Mi arruffo i capelli, prendo tempo. Entra a gamba tesa nella mia vita, non so se posso accettarlo.

Lo guardo irritato, indeciso se cacciarlo da casa o cercare un rapporto con lui. È curiosamente tranquillo, io stupidamente agitato. Quest'uomo enigmatico mi attrae molto e vorrei conoscerlo. Se lui fosse mio padre, una parte della mia vita, potrebbe svelarmi chi sono veramente.

Avere una vita normale, sapere da dove vengo. Davvero potrei aspirare a tanto? Avere qualcuno che si prenda cura di me, che mi voglia bene? È lui la persona che voglio al mio fianco? Se mi ha cercato, se è qui di fronte a me, potrebbe essere un inizio.

Non so se posso fidarmi di questo sconosciuto che mi osserva e attende una mia risposta. Ma ho fame di affetto e non voglio rimanere da solo. Accolgo la sua richiesta, abbassando la testa, incapace di guardarlo in volto.

"Bene, d'accordo, cosa devo fare?" Infilo le mani nelle tasche sformate dei calzoni.

Scosta la sedia e l'ombrello, si avvicina e mi prende un po' di saliva con il tampone, mi sfiora la guancia con la mano e quel contatto mi rimescola. Holmes mi vede vacillare.

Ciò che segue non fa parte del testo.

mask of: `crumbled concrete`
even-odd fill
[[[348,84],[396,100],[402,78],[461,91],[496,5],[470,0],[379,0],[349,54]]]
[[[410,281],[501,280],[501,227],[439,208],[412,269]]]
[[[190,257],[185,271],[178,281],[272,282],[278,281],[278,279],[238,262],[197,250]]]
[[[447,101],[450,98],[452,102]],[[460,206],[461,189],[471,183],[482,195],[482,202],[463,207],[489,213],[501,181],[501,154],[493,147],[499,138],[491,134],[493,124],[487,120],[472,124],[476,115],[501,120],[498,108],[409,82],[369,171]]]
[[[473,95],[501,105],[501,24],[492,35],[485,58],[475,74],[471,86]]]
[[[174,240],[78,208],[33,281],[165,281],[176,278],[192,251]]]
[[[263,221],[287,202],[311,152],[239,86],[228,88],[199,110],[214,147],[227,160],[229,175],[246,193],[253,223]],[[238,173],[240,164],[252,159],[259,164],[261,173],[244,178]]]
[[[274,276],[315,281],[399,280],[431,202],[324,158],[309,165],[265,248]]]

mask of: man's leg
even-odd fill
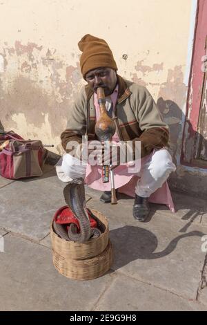
[[[86,166],[86,163],[82,162],[70,154],[65,154],[56,166],[56,171],[62,182],[70,182],[78,177],[85,178]]]
[[[136,219],[146,220],[149,213],[148,198],[161,187],[170,174],[175,169],[170,154],[166,149],[157,150],[148,160],[141,165],[133,207],[133,216]]]

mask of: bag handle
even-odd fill
[[[31,150],[31,148],[27,148],[27,149],[19,148],[18,150],[14,151],[7,150],[6,149],[3,148],[3,149],[1,151],[0,151],[0,154],[5,154],[6,155],[11,156],[13,154],[17,154],[17,152],[27,152],[27,151],[29,151],[30,150]]]
[[[10,134],[10,131],[8,131],[8,132],[0,132],[0,134],[3,134],[4,136],[8,136],[10,137],[11,139],[13,139],[13,140],[23,140],[23,138],[21,138],[21,136],[19,136],[19,138],[17,138],[16,136],[12,136],[12,134]]]

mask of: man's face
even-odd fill
[[[110,68],[97,68],[90,70],[86,75],[89,86],[97,93],[97,88],[102,87],[105,96],[112,93],[117,84],[117,74]]]

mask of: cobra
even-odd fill
[[[75,178],[67,184],[63,189],[63,196],[66,204],[75,216],[78,219],[80,232],[77,232],[77,226],[72,223],[68,231],[63,225],[53,222],[57,234],[66,240],[84,243],[90,238],[98,237],[101,234],[98,228],[91,228],[86,209],[84,180],[81,177]]]

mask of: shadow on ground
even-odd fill
[[[205,234],[192,231],[177,236],[161,252],[154,252],[158,245],[158,240],[152,232],[146,229],[125,225],[110,232],[110,238],[115,250],[115,268],[117,270],[137,259],[155,259],[170,254],[176,248],[178,242],[184,238]]]

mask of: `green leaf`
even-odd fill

"Tranquillo, va tutto bene, non voglio disturbarti di più." Sembra sincero, quasi sereno, ma si sente in torto. Si aggiusta la cravatta, riprende l'ombrello e lo punta dove è appoggiata la scatola della pizza.

"Visto che la tua cena è andata, posso portarti a mangiare qualcosa di caldo? Fa piuttosto freddo in questa specie di casa." Si gira senza aspettare che risponda, le mani talmente strette sull'impugnatura del suo prezioso ombrello da apparire scolorite. Ha già il suo cappotto addosso.

Accetto, mi accorgo che si è leggermente scoperto, maschera la paura di un mio rifiuto. Allora forse è umano e pieno di dubbi quanto me. Decido di seguirlo, soprattutto perché sono affamato e infreddolito.